SARS-CoV-2 (Severe acute respiratory syndrome coronavirus 2) Submissions

Please see below for instructions on how to submit SARS-CoV-2 (Severe acute respiratory syndrome coronavirus 2) or COVID-19 related data. If you have any queries or require assistance with your submission please contact us at: virus-dataflow@ebi.ac.uk.

Registering Studies

Data submissions to the ENA require that you register a study to contextualise and group your data. Details of how to do this can be found in our Study Registration Guide. Please ensure you describe your study adequately, as well as provide an informative title.

Registering Samples

Having registered a study, please proceed to register your samples. These are metadata objects that describe the source biological material of your experiments. Following this, the sequence data can be registered (as described in later sections).

Instructions for sample registration can be found in our Sample Registration Guide. As part of this process, you must select a sample checklist to describe metadata. The most appropriate checklist for Coronavirus submissions is the “ENA virus pathogen reporting standard checklist” - ERC000033. This presents 9 mandatory, 15 recommended and 11 optional fields (along with any additional user-defined fields).

Please use the organism name “Severe acute respiratory syndrome coronavirus 2” and taxonomic ID 2697049. It is recommended, as a minimum, that collection date and geographic location (e.g. country) are specified and sample capture status field is provided a value of ‘active response in response to outbreak’. If you require support regarding sample metadata, please contact virus-dataflow@ebi.ac.uk.

If you have already submitted data to the GISAID database, a corresponding GISAID ID can be specified when using the ERC000033 checklist by creating a user-defined field named ‘GISAID Accession ID’.

Submitting Reads

After registering your study and samples, you can submit your read files along with experimental (library-related) metadata. See our Read Submission Guide for detailed instructions on submitting reads.
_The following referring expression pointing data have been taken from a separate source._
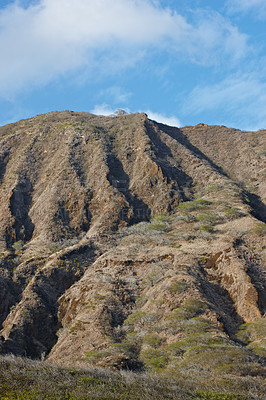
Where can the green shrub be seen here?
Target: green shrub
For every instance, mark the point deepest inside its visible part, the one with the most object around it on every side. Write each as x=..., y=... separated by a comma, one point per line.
x=203, y=395
x=152, y=339
x=154, y=359
x=178, y=287
x=193, y=205
x=191, y=308
x=259, y=229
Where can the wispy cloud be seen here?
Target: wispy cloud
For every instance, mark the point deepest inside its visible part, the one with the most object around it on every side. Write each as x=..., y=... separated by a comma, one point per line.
x=242, y=97
x=245, y=6
x=52, y=38
x=103, y=109
x=106, y=109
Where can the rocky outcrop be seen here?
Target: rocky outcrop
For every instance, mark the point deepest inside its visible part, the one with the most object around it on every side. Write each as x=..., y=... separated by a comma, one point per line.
x=120, y=228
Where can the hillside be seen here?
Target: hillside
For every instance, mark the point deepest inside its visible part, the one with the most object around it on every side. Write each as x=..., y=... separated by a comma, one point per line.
x=129, y=244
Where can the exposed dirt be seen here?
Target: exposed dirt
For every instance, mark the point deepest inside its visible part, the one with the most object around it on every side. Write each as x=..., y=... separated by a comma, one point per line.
x=110, y=226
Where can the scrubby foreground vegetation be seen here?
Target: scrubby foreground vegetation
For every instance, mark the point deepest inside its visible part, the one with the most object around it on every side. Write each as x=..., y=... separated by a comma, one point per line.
x=133, y=246
x=24, y=379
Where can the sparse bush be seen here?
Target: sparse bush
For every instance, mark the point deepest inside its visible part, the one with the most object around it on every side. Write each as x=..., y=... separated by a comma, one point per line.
x=191, y=308
x=259, y=229
x=193, y=205
x=179, y=287
x=152, y=339
x=154, y=359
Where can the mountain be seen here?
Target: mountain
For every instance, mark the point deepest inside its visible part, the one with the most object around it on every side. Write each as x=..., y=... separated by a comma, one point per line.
x=130, y=244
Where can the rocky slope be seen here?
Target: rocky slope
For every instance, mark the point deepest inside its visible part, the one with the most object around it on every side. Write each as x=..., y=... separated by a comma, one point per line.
x=132, y=244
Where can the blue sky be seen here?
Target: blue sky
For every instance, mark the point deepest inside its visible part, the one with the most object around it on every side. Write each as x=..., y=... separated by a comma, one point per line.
x=180, y=61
We encourage submissions to include information on specific protocols used for the experiment. This should be provided in the library description. This can be, for example, the name and/or URL to a specific protocol. View our listing of the available full experimental metadata dictionaries.

Submitting Assemblies

If submitting assemblies, you must have registered a study and a sample beforehand. It is also advised that the associated read data is also submitted. For instructions on assembly submission view our Assembly Submission Guide.

Assemblies can only be submitted using Webin-CLI, using -context genome. During the process, you must define metadata in the manifest file(s). Please specify ‘COVID-19 outbreak’ as the ‘ASSEMBLY_TYPE’.

Any annotations, where provided, are captured according to INSDC Feature Table Definitions.

Submitting Targeted Sequences

If submitting targeted or annotated sequences, you must register a study as described above. See our Targeted Sequence Submission Guide for submission instructions. When submitting annotated sequences, you must select an appropriate Annotation Checklist. There are several virus-specific annotation checklists, with “Single Viral CDS” the most appropriate for complete or partial coding sequences from a viral gene. If your sequences do not fit the annotation checklists above please contact us at virus-dataflow@ebi.ac.uk.

Any annotations, where provided, are captured according to INSDC Feature Table Definitions.

If submitting single contig assemblies, or for any other support or issues around SARS-CoV-2 submissions please contact virus-dataflow@ebi.ac.uk.

Release of Data

We recommend that submitted data is set to public as soon as possible to enable early presentation in ENA and also on the COVID-19 data platform. Users are responsible for releasing data they submit to ENA. This is done by setting an appropriate release date, as detailed in our Data Release Policies.